The implications for this in the arena and equine-assisted practices is multi-fold. As mentioned earlier, we utilize physical touch in the forms of Sensory Integration (as learned from Rupert Isaacson of Horse Boy fame), and in the form of grooming. However, it is presented, the effect of oxytocin on both client and the horse is therapeutic and helpful for many clients. (Although not scientifically proven, it is in this realm that there appears to be the single best support for the idea that horses actually “get something” out of equine-assisted practices with humans.)
Another idea that is relevant to this discussion, Entrainment, is explained by Daniel Goleman (2006) in Social Intelligence, and occurs “whenever one natural process entrains or oscillates in rhythm with another” (p.34). Some studies regarding horse’s electromagnetic field and the impact on humans within that field indicated that humans more quickly reach a state of coherence when in the presence of horses that when not (Walters & Baldwin, 2011). Coherence here refers to “’the quality of being logically integrated, consistent and intelligible,’ as in a coherent statement. A related meaning is a ‘logical, orderly, and aesthetically consistent relationship of parts.’” (“Coherence,” n.d., para.1) For more on this horse-human interaction, see the “Horse-Human Heart Connection” by Ellen Kaye Gehrke in the spring 2010 issue of PATH Intl. Strides. See also the Hearth Math Institute, www.Heart-Math.org.
As Goleman (2006) says, “When waves are out of synch, they cancel each other; when they synchronize, they amplify” (p.34). Other studies demonstrate that horses also entrain to us as evidenced by increased heart-rate in horses when there is a similar heart-rate increase in the human at the end of the lead rope or on the horse’s back (Zacks, 2009). Yet another study by Katrina Merkies, Ph.D., points to horses being even more relaxed around stressed humans as evidenced by lower heart rates in horses when humans present higher heart rates. This suggests that, “being physically or especially psychologically stressed around horses does not present an increased risk to the humans.” (Leste-Lasserre, para. 8, 2012)

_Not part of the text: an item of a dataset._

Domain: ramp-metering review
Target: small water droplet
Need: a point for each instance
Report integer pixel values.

In the arena, I’ve seen both the horse entrain with the human (especially in the case of an Equine Specialist working with a horse who is unregulated), and I’ve also seen clients entrain with horses, coming down from an aroused state to a more coherent one. How the entrainment happens and who drives the entrainment—the horse? The client? The facilitators? — is an opportunity for more study. We simply don’t have enough measurable scientific evidence to state anything for certain in this regard.

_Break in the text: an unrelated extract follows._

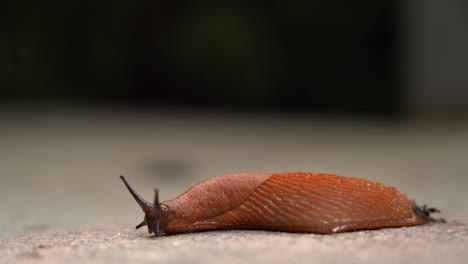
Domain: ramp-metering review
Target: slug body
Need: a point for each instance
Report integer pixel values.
(293, 202)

No matter the science, our work in equine-assisted practice allows clients to observe these nonverbal dynamics within themselves. Their interaction with horses provides them the opportunity to practice a host of these and other social intelligence attributes as they play out in the arena. Clients learn how to connect with the horse, with the ability to experiment and practice behaviors while learning the value of qualities like empathy and empathetic accuracy.